I stared at the screen. The list of addresses would be in my inbox. One of them would be Peerless Industrial Estate. Warehouse 7B.
He'd tell me not to go. He'd plan a "tactical approach." He'd want surveillance, exit strategies, backup.
But they'd told me to come alone. And they'd referenced the fabric. They were speaking directly to me. To the girl who made the clothes. This was my thread to pull.
Me: Got it. Will review.
A lie. The first direct lie I'd told him.
I opened my email. His list came through. The third one: Peerless Industrial Estate, Ghaziabad border. Suspected secure vehicle storage.
Bingo.
I looked at the time. 4:17 PM. Sunset was around 6:30.
I had two hours to decide if I was brave enough to walk into a trap, or stupid enough to ignore the only people who might know how Amit really died.
I touched the bracelet under my sleeve. Paintbrush. Sun. Star.
He'd walked into a confrontation. Scared, but he went.
"Okay," I whispered to no one. "Let's see what truth looks like at sunset."
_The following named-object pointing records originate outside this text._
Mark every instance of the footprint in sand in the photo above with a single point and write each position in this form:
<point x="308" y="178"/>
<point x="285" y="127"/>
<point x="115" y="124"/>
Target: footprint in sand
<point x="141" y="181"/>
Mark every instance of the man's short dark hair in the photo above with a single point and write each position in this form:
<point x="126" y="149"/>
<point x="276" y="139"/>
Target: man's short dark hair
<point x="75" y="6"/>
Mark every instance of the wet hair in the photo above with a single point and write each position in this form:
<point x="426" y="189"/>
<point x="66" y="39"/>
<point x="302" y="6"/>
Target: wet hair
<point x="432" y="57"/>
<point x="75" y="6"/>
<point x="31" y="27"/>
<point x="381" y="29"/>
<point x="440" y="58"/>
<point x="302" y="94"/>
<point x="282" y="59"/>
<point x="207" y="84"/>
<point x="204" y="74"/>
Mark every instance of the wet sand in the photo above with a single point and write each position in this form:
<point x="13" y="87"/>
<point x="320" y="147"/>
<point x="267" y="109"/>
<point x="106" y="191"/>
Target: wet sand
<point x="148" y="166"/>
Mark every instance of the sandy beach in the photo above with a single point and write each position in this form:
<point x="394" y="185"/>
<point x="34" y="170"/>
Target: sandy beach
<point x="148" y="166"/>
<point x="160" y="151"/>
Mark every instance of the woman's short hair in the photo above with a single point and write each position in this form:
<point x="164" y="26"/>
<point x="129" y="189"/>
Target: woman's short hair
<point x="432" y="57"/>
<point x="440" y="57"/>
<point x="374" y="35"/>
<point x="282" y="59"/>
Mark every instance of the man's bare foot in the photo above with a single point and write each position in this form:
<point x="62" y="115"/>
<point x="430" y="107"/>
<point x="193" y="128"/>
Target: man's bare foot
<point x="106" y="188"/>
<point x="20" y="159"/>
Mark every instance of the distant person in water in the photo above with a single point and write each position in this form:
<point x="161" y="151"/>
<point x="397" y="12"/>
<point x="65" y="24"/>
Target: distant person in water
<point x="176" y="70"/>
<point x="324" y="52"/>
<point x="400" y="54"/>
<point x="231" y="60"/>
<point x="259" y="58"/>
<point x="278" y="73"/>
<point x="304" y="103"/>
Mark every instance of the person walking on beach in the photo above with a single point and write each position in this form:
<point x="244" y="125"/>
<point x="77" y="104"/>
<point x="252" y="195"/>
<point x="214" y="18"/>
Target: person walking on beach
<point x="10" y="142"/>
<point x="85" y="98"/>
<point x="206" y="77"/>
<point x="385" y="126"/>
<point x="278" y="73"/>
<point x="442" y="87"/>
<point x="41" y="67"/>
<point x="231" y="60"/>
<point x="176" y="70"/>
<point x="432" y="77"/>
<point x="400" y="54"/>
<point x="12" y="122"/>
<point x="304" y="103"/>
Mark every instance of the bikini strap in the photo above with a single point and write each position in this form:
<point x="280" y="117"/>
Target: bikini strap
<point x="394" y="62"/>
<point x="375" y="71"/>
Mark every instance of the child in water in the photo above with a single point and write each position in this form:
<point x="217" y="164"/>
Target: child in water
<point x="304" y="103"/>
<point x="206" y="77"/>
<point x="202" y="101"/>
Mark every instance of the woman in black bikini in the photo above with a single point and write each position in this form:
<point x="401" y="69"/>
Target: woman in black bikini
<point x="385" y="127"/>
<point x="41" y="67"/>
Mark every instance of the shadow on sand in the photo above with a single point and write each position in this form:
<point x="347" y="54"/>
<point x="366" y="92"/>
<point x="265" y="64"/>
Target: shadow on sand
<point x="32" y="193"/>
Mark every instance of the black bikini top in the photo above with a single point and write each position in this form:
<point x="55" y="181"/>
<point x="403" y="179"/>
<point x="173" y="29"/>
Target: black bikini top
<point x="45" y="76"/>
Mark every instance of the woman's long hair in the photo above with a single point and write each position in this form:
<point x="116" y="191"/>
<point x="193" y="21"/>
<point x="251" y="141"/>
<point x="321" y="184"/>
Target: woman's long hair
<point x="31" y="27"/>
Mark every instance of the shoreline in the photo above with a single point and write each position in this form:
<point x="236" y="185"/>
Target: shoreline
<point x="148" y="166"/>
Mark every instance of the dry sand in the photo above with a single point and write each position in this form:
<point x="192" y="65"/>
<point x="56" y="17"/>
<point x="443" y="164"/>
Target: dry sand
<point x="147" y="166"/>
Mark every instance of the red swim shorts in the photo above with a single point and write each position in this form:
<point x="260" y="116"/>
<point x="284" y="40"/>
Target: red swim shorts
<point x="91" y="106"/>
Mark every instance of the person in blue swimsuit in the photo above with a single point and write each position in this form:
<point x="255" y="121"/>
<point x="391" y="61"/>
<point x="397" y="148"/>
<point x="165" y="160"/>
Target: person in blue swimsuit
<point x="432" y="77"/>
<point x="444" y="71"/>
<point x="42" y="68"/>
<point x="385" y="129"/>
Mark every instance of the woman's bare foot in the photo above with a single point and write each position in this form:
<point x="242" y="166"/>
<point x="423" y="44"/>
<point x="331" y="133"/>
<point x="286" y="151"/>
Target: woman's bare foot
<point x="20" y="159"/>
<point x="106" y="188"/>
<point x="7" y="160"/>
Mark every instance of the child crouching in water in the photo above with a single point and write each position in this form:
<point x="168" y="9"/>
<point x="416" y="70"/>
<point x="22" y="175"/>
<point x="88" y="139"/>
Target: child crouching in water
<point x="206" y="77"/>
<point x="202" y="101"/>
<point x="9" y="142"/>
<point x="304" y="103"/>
I started walking toward the metro station, my mind already racing ahead. I wouldn't go completely unarmed. I had my sewing kit. The heavy shears were in there. Not a weapon, but a tool. A very sharp, pointy tool.
And I had my phone. Location sharing permanently on for Rajesh. If I stopped moving, he'd know. Maybe that was enough. Maybe he was my backup, whether he liked it or not.
As the metro train rattled toward the city outskirts, I held the specimen bag up to the grimy window light. The greasy smudge on the glass slide seemed to pulse.
It was a message. From Amit's jacket. From the moment he was taken.
And I was finally going to answer it.